OSCAR to CASPER
The Online Survey Certification and Reporting (OSCAR) system was a legacy administrative database of the Centers for Medicare and Medicaid Services (CMS). The OSCAR system was replaced by the Certification and Survey Provider Enhanced Reporting (CASPER) system and the Quality Improvement Evaluation System (QIES) in mid-2012. CASPER/QIES are part of a large relational database operating within CMS' Automated Survey Processing Environment (ASPEN). Outside organizations who bought OSCAR or CASPER from CMS received the data in fixed-length record format, a.k.a., “flat file” format. The 2012 transition from OSCAR to CASPER was welcomed by the research community for two important reasons. First, the OSCAR system was “destructive” inasmuch as new survey data would routinely overwrite older data. Also, as an added bonus to researchers, the CASPER data was better documented than the OSCAR data it replaced.
The administrative purpose of CASPER/QIES survey data is to support the survey and certification function. There are CASPER data for every "institutional" health care provider in the United States that is certified to provide services under either Medicare or Medicaid (or both). Different types of providers report different information during the survey and certification process. As a result, the CASPER/QIES survey data are a very rich source of information for some types of providers and not for others. The number of variables in the file reflects the intensity of the survey process for that provider type. The CASPER/QIES data for nursing homes are extensive, reflecting the depth of the nursing home survey process. A cursory review of the contents of OSCAR or CASPER data may be misleading because it could list variables that are “unpopulated” for that category of provider.

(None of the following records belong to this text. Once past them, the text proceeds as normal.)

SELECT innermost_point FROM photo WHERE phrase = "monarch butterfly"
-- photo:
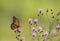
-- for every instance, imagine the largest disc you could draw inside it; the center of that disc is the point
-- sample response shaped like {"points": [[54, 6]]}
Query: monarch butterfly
{"points": [[15, 24]]}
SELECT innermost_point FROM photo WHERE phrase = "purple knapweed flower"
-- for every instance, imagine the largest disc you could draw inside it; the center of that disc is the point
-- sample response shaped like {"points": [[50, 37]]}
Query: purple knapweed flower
{"points": [[33, 34], [18, 29], [54, 32], [40, 10], [35, 21], [34, 29], [45, 33], [30, 21], [23, 39], [40, 29]]}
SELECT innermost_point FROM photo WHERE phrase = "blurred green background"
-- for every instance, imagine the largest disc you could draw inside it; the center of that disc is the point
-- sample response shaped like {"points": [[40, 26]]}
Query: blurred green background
{"points": [[23, 10]]}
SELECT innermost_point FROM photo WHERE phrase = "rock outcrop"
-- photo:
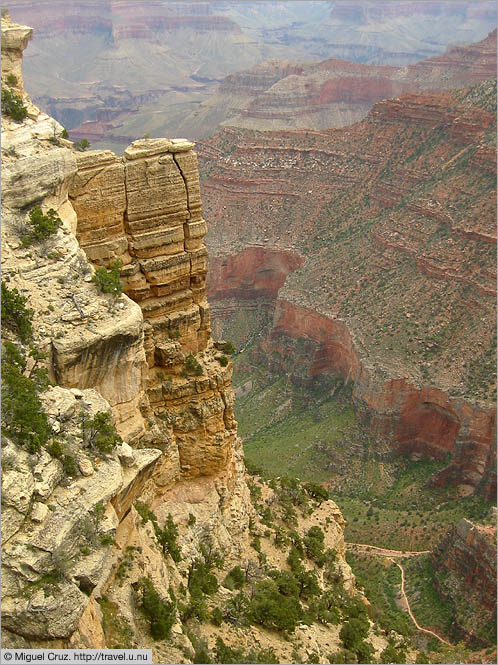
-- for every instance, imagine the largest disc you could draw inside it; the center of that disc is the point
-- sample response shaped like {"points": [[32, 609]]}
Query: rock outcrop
{"points": [[88, 524], [465, 572], [278, 95], [143, 60], [383, 236]]}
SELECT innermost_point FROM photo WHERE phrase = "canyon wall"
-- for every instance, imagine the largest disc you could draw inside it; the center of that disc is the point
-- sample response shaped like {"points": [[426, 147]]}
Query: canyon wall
{"points": [[465, 573], [143, 59], [80, 524], [392, 221], [277, 95]]}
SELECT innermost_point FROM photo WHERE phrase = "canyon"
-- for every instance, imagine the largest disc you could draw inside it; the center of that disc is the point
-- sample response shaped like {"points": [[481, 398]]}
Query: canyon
{"points": [[155, 67], [393, 249], [359, 259], [84, 523], [278, 95]]}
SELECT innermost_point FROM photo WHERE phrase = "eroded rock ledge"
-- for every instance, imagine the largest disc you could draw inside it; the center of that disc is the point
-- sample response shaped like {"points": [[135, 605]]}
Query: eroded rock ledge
{"points": [[76, 536]]}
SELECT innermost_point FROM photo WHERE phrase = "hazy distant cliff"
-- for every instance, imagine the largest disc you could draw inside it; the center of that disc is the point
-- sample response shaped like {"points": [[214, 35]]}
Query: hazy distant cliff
{"points": [[92, 536], [386, 233]]}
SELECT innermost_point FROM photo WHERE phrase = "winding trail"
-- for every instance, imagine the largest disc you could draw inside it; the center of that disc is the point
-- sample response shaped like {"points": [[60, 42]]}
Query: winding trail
{"points": [[382, 551], [424, 630], [390, 554]]}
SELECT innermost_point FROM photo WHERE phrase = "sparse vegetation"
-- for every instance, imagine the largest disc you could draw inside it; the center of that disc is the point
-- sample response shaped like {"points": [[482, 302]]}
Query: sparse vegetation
{"points": [[15, 315], [40, 226], [13, 106], [99, 434], [108, 280], [23, 417], [192, 365], [82, 145], [159, 612]]}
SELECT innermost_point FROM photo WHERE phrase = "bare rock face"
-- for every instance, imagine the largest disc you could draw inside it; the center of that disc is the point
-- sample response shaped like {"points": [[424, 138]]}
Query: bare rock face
{"points": [[465, 567], [377, 240], [72, 529], [145, 210]]}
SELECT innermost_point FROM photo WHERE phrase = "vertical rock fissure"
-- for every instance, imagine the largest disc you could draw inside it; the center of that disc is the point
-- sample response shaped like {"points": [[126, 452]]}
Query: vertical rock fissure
{"points": [[185, 183]]}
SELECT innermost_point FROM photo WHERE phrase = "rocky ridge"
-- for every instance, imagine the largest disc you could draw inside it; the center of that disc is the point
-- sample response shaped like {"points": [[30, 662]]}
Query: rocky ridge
{"points": [[118, 94], [333, 93], [399, 270], [465, 567], [79, 530]]}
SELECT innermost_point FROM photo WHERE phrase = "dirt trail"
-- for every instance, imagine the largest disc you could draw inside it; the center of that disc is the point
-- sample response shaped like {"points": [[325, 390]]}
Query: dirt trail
{"points": [[424, 630], [381, 551]]}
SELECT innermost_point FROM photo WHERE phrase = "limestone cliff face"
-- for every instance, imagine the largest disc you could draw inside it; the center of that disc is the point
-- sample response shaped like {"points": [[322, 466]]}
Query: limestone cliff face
{"points": [[144, 209], [465, 567], [147, 359], [380, 236]]}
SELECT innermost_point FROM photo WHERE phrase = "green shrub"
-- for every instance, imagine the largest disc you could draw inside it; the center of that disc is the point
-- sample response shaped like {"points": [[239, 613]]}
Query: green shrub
{"points": [[316, 491], [160, 613], [100, 434], [227, 347], [201, 654], [393, 655], [271, 609], [313, 542], [106, 540], [11, 80], [12, 105], [216, 616], [69, 465], [108, 281], [15, 315], [353, 632], [235, 578], [166, 537], [55, 449], [40, 226], [192, 365], [201, 580], [82, 145], [23, 417]]}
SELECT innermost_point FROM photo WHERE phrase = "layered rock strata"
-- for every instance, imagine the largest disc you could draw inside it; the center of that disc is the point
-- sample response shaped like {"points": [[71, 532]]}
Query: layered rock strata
{"points": [[333, 93], [396, 291], [72, 528], [108, 356], [465, 572]]}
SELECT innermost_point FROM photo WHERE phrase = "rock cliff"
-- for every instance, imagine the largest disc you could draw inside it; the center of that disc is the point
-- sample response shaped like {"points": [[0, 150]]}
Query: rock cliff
{"points": [[465, 567], [392, 222], [168, 497], [174, 84], [333, 93]]}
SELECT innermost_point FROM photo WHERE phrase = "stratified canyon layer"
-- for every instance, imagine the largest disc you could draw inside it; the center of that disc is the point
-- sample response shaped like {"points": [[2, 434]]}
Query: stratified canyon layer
{"points": [[465, 568], [284, 95], [74, 545], [392, 224], [119, 69]]}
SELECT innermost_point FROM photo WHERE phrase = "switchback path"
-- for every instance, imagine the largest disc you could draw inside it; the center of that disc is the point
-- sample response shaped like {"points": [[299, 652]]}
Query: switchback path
{"points": [[424, 630], [382, 551], [390, 554]]}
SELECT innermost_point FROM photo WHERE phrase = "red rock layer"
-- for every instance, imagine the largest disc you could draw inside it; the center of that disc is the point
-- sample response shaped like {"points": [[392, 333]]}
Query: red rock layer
{"points": [[397, 292], [336, 92], [465, 567]]}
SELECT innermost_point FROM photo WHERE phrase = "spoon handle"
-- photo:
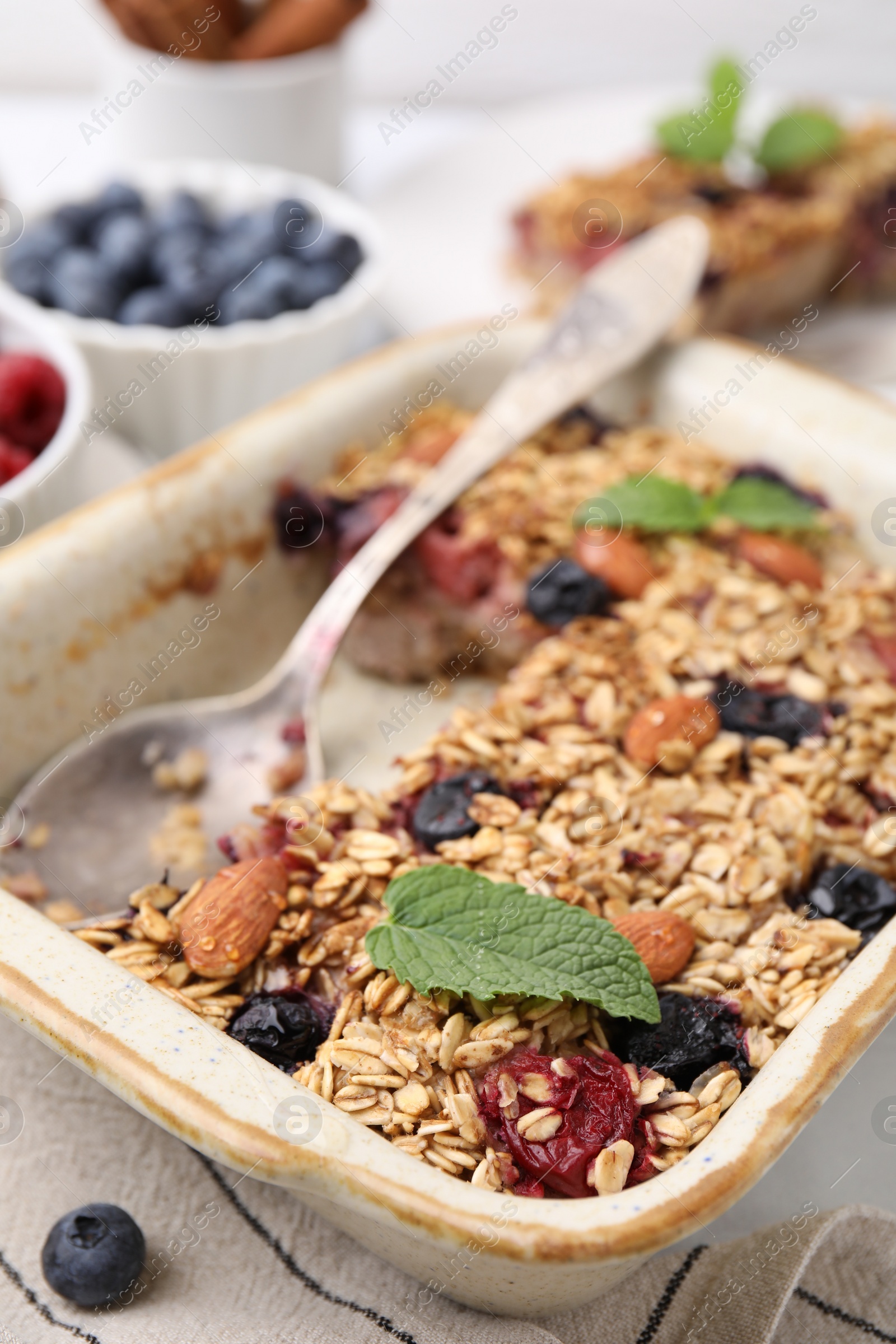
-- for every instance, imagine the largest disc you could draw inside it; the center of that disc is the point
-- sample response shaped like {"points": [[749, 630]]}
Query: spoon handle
{"points": [[618, 312]]}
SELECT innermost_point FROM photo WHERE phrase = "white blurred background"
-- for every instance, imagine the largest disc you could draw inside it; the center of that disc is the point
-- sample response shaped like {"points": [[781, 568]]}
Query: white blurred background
{"points": [[50, 46]]}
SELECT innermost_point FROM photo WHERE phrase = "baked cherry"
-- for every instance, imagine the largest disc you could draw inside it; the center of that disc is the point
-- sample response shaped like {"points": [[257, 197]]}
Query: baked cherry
{"points": [[591, 1096]]}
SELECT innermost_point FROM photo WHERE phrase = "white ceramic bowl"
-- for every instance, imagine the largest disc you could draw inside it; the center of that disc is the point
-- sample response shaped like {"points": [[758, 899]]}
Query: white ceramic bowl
{"points": [[46, 487], [287, 111], [517, 1256], [231, 370]]}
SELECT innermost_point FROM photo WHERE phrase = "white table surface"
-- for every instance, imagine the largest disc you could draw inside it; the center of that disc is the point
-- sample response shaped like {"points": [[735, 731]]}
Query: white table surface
{"points": [[837, 1159]]}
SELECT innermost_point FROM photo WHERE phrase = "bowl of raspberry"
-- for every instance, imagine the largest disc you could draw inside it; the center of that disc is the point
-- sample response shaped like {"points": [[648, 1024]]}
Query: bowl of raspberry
{"points": [[199, 291], [45, 390]]}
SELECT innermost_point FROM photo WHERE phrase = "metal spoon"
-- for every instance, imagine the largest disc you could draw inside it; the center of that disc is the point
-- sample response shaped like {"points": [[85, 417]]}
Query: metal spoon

In 2020 CMS staff were required to make changes to the CASPER/QIES data system under very short notice. In the spring of 2020 CMS suspended standard annual surveys of nursing homes in order to put all their resources toward specially focused infection control Covid-19 surveys. There was a scramble among State Survey Agencies to complete the Focused Infection Control surveys of nursing homes so as to get as much of the performance-based funding that was available through the Coronavirus Aid, Relief and Economic Security (CARES) Act supplemental grants for State Survey Agencies. Later, in the fall of 2020, CMS resumed the normal survey process.
The 2020 changes required CMS staff to incorporate the results of the specially-focused infection control surveys into the CASPER/QIES data system, and to do so under very short notice. CASPER data purchased from CMS after November 2020 included two new “parts” containing the infection control survey data. Also, the post-Nov.2020 data included a format change, official variable name changes, and the elimination of the “descriptive” variables.
Format change – all data purchased post Nov. 2020 are provided in comma separated values (.csv) format instead of fixed-length record format. Going forward, input scripts need to be created/modified to avoid inadvertently converting character variables to numeric.
Variable name changes – some of the official variable names changed post-Nov.2020. In those instances where the variable names changed, the new variable names are more intuitive than the old.
Descriptive variables dropped – the new data no longer contain variables with the character string “desc” in the official variable name. If needed, the descriptive variables can be recreated using pre-Nov.2020 data by cross tabulating the associated variable with its description.
The most important difference between the pre- and post-Nov.2020 data is that the newer data, as of this writing, do not come with the comprehensive documentation that was characteristic of CASPER data from mid-2012 to August 2020. In addition to the often-useful descriptive variables, the 2012-2020 CASPER data came with file layout, data dictionary, metadata, and SAS input and labeling code. CMS staff are currently working to fully document the newer data. Until that process is complete, however, we retrofit the older data documentation to the new data. Cowles Research Group have created crosswalk files to track the variable name changes that occurred in late 2020, linking the old documentation to the new files, and we will continue to work with our clients to create whatever additional documentation is needed going forward.